Kevin Orr

Personal information
- Nationality: United States
- Born: June 29, 1968 (age 58) Algonquin, Illinois, US

Medal record
Men's Track and field
Representing United States
Paralympic Games
| Bronze medal – third place | 1988 Seoul | 800m A1-3/A9/L2 |
| Bronze medal – third place | 1988 Seoul | 5000m A1-3/A9/L2 |

= Kevin Orr =

Kevin Orr (born June 29, 1968) is an American Paralympic athlete and coach. Orr won two bronze medals at the 1988 Summer Paralympics in the 800 and 5,000 meter races. Upon retiring from playing, Orr became a coach for Team USA (2001-2004), USA Wheelchair Track (2005-2008) Canada (2009-2016), and Japan (2017-2023).

==Early life==
Orr was born on June 29, 1968, in Algonquin, Illinois to parents Mike and Sue. He was born with a birth defect (arthrogryposis) which caused limited use of his legs. By the age of two, with the assistance of physio therapists at McHenry County Easter Seal Therapy Center, Orr was able to walk with the assistance of crutches.

While attending Jacobs High School, Orr joined the wrestling team with his twin brother and played non-competitive soccer and basketball. Due to his birth defect, Orr was unable to compete in Algonquin's soccer program but, instead, acted as a referee. Orr competed in the 105 weight class as a sophomore but never won a meet. Due to his disability, he was forced to crawl to the mat and start in a kneeling position which resulted in an immediate point for his opponent. During his sophomore year, Orr was inspired to pursue wheelchair sports after watching Sharon Hedrick win a gold medal in the 800-meter wheelchair race at the 1984 Summer Olympics. The following year, Orr competed against older athletes in the Men's Division of the Michigan Avenue Mile Wheelchair Race and finished third with a time of 5 minutes, 29.89 seconds.

==Career==
Upon graduating from high school, Orr enrolled at the University of Illinois due to their program for disabled athletes. By the age of 19, he had won the Chicago Area Running Association Disabled Circuit, the 10-kilometer wheelchair race in the Prairie State Games, and two bronze medals in the elite division at the Men's National Track and Field Meet of the National Wheelchair Games. As a result, Orr also qualified for the United States Nation Team to compete at the 1988 Summer Paralympics in Seoul, Korea. He later credited the University of Illinois wheelchair basketball coach and head of recreation and athletics, Brad Hedrick, for helping him with his success.

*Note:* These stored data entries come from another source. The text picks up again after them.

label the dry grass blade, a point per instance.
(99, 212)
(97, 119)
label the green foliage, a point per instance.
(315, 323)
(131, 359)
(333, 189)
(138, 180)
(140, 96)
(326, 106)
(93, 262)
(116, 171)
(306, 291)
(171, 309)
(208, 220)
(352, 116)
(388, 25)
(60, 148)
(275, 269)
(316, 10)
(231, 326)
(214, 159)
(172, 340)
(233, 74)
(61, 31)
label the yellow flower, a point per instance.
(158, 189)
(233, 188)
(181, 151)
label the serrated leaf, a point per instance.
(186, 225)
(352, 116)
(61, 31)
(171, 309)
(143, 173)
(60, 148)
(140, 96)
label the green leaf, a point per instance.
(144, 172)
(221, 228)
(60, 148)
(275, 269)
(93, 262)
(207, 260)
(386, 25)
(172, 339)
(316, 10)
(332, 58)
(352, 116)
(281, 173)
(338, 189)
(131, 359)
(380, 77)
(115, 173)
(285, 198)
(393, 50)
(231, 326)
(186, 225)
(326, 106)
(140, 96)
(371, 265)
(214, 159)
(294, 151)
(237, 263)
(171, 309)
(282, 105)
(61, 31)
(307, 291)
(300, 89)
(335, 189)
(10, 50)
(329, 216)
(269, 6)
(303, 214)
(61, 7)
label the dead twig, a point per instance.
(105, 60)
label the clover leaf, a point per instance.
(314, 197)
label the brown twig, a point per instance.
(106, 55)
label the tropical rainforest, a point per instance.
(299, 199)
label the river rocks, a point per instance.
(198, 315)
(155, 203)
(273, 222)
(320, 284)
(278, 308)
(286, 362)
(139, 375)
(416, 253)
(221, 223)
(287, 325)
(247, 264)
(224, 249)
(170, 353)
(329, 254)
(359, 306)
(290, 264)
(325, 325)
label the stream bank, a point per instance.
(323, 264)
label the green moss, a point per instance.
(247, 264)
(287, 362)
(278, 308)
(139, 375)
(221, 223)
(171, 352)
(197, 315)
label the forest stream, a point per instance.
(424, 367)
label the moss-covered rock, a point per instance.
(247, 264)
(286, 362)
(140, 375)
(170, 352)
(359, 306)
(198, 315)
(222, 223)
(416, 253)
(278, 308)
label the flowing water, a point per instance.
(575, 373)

At the 1988 Summer Paralympics, Orr won two bronze medals in the 800 and 5,000 meter races. During his four years at the university, he was a member of four consecutive National Championship Wheelchair Basketball teams and was named the MVP in his senior year. After graduating in 1990 with a degree in therapeutic recreation, Orr moved to Birmingham, Alabama, where he started a wheelchair rugby program at Lakeshore Foundation. In 1996, Orr founded the Lakeshore Demolition Derby tournament and created the 40 second shot clock. The clock was eventually adopted by the International Wheelchair Rugby Federation.

From 1999 until 2004, Orr served as the head coach of Team USA's Wheelchair Rugby team and was featured in the documentary Murderball. However, after the team lost to Canada in the 2004 Summer Paralympics, he was released from the team. Following this, he accepted a position as one of the USA wheelchair racing track coaches during the 2008 Summer Paralympics and was picked as the head coach of Team Canada’s wheelchair rugby team. Following the Rio Paralympics, Coach Orr moved on to coach the Japan Wheelchair Rugby team (2017-2023) for the 2020 Paralympics in Tokyo. Kevin's team won the World Championship in 2018 in Sydney and the bronze medal in 2021 Paralympics in Tokyo. In 2019, Orr was inducted into the U.S. Quadriplegic Rugby Hall of Fame.

==Personal life==
Orr and his wife Stephanie have two daughters together.